The cyberattack resulted in an inability to publish tariff rates and rules, and slowed its service contract filing, the carrier said when asking the agency for the ability to retroactively apply service contract rates to shipments it receives for 60 days following Sept. 27.
"CMA CGM and ANL use a third-party publisher that is not impacted by the attack, but CMA CGM and ANL are unable to access quotes that have been given to customers in order to convert them into tariff line items for customers ready to book using those quotes," CMA CGM said in its letter to the FMC.
American President Lines, a CMA CGM subsidiary, has been unable to update its self-published tariff, rates or rules, it said.
On Sept. 30, CMA CGM said the cyberattack, which occurred two days earlier, resulted in a suspected data breach. The carrier told shippers to book through the INTTRA portal or go through the manual booking process while its systems were down.

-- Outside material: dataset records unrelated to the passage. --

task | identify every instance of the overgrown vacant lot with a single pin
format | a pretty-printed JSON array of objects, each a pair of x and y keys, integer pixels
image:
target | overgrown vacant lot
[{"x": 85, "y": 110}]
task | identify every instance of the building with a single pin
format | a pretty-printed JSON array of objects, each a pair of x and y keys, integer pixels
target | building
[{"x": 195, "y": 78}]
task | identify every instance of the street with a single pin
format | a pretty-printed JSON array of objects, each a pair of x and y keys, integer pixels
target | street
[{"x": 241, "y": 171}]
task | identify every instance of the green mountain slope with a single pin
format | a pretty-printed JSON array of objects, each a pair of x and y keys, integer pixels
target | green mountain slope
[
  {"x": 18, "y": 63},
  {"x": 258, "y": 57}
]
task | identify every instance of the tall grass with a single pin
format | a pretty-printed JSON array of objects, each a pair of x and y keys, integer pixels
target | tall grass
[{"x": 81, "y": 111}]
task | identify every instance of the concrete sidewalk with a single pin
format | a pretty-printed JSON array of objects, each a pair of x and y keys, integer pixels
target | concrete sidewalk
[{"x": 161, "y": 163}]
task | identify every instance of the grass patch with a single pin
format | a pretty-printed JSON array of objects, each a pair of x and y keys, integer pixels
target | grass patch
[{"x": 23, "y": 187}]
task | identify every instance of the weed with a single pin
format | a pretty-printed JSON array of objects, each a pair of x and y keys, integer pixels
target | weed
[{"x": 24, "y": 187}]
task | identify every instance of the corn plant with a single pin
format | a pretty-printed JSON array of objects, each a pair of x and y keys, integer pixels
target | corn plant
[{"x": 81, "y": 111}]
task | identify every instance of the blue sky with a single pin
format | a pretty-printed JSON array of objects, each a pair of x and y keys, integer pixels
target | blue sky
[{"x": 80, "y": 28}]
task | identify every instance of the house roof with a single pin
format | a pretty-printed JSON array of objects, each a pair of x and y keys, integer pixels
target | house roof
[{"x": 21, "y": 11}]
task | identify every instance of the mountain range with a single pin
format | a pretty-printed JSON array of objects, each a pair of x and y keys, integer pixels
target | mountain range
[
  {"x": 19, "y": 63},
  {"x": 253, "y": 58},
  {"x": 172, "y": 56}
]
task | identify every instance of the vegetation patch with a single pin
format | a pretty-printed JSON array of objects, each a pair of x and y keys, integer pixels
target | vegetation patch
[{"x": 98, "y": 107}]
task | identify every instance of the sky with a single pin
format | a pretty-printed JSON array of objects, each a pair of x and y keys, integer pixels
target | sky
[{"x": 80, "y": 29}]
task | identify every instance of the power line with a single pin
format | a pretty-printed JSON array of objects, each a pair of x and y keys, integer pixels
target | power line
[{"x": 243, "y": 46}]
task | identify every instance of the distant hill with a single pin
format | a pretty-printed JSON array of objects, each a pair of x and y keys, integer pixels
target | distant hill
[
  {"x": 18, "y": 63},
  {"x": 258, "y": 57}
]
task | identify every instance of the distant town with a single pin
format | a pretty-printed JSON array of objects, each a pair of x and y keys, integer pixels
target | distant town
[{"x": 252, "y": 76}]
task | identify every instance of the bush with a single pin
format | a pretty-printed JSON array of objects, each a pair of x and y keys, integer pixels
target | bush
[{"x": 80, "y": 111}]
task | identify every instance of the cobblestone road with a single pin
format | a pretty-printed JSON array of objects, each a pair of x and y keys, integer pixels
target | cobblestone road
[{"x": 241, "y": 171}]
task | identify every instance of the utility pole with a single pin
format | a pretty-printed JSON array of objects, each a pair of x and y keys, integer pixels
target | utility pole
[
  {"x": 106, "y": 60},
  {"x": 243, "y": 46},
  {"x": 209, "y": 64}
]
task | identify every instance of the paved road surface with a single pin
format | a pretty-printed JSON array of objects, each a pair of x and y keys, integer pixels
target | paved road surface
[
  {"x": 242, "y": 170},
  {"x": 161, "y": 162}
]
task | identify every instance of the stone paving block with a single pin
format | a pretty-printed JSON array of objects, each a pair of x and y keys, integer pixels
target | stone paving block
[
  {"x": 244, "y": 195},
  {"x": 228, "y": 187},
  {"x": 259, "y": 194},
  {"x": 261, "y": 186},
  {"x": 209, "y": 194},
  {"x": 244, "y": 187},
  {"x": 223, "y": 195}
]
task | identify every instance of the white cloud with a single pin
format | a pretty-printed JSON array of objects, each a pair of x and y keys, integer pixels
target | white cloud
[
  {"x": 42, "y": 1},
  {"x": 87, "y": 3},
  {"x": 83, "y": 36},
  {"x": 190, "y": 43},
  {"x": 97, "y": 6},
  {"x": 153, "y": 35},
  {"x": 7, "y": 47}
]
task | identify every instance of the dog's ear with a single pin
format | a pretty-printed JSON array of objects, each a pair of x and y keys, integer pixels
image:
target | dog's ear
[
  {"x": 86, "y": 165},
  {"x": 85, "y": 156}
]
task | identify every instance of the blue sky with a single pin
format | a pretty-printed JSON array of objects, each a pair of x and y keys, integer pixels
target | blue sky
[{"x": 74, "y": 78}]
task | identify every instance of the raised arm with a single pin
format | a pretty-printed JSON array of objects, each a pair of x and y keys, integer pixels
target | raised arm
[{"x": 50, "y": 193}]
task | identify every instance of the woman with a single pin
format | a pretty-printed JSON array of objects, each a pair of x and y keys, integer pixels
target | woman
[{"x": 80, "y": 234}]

The carrier said it was a malware attack, and some media reports said ransomware known as Ragnar Locker was responsible.
This attack is just one in a string of cyber-incidents to highlight the vulnerability of the ocean-shipping ecosystem. Large cyberattacks on MSC earlier this year, COSCO in 2018 and Maersk in 2017 show that carriers are in the crosshairs of bad actors. And with information constantly flowing between companies, it means the shippers moving inventory with the ocean carriers are also at risk.
Subodha Kumar, a professor of marketing and supply chain management at Temple University's Fox School of Business, suggested that shippers ask carriers about their plans for such an attack.
The International Maritime Organization, the international shipping regulator of the United Nations, was also hit by a cyberattack earlier this month.
"Ships are obliged to update their safety management plans to incorporate cyber risk management by 2021," an IMO spokesperson said following the attack.